Segmenting: Not as easy as it sounds
It’s not difficult to think up simple algorithms to do unique set operations on small data sets. The problem is these algorithms don’t scale well. Counting the number of distinct elements in a set requires keeping track of each unique element being iterated over. For a platform dealing with billions of users a day, this solution is infeasible. Luckily, not knowing the exact number of users becomes less of an issue if we can accept some degree of error while still producing a reasonably accurate estimate. Over the summer, my project was to generate that estimate, creating a ‘sketch’ of the data stored in a data structure aptly titled a data sketch.
The main advantage of sketches is their sublinear space complexity. Instead of storing all the unique items from an incoming data stream, the sketch uses a hashing algorithm to produce an estimate. At the cost of some accuracy, we get reduced memory usage and significant performance speedups.

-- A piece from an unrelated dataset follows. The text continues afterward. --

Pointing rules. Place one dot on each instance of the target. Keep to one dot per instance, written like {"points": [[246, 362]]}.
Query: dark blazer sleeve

As a bonus, there exist data sketch libraries implemented in Go, the language we would be using to build our application.
We named the project Van (Go)gh after the artist himself, so his artistic talent in sketching would bleed over to coding our Go data sketches. Accordingly, my first order of business was to get a handle on the fundamentals of Go.
Next, we ironed out Van Gogh’s architecture. We settled on running two different Go server types dubbed collectors and aggregators. For a given incoming ad request, a collector will extract a list of segments belonging to the user who sent the request and update a data sketch tracking the unique segment. The aggregator periodically pulls down and merges sketches coming from collectors to store a time series of segment counts, which is exposed to clients through a web API.
Van Gogh in action
The API lets you query for specific segments as a URL parameter, returning the unique count number. To show something more exciting than a blank white screen with a number on it, I also added a web visualization that compares time series data across multiple segments.
Above is a graph of mock data displaying multiple user segment counts over time, created using the d3.js framework. Although this example was generated randomly, one could easily imagine adding real data to track, for example, segment growth in response to a targeted ad campaign.
One major design consideration I wrestled with was the need for Van Gogh to have some level of concurrency. The collectors needed to extract segment data from hundreds of thousands of incoming ad requests. All of this would be written to the collector’s global sketch and subsequently read across a network by the aggregator. Here we run into the classic readers-writers problem from concurrency. Luckily, Go provides built-in primitives to handle concurrent resource access. We implemented a simple data structure to wrap all sketch read/write operations in Go’s version of locks, preventing other threads from accessing the sketch at the same time.
This summer has been a wild ride, and I’m grateful to the community that made me feel welcome in a chaotic, unfamiliar city. As I worked through the difficulties involved in building my project, I was always able to turn to a friendly team member or slack a resident expert for advice. At the same time, having a multi-faceted, self-contained project allowed me to continually challenge myself and foster the ability to work independently. I hope the experience I’ve gained at AppNexus will aid me far into the future.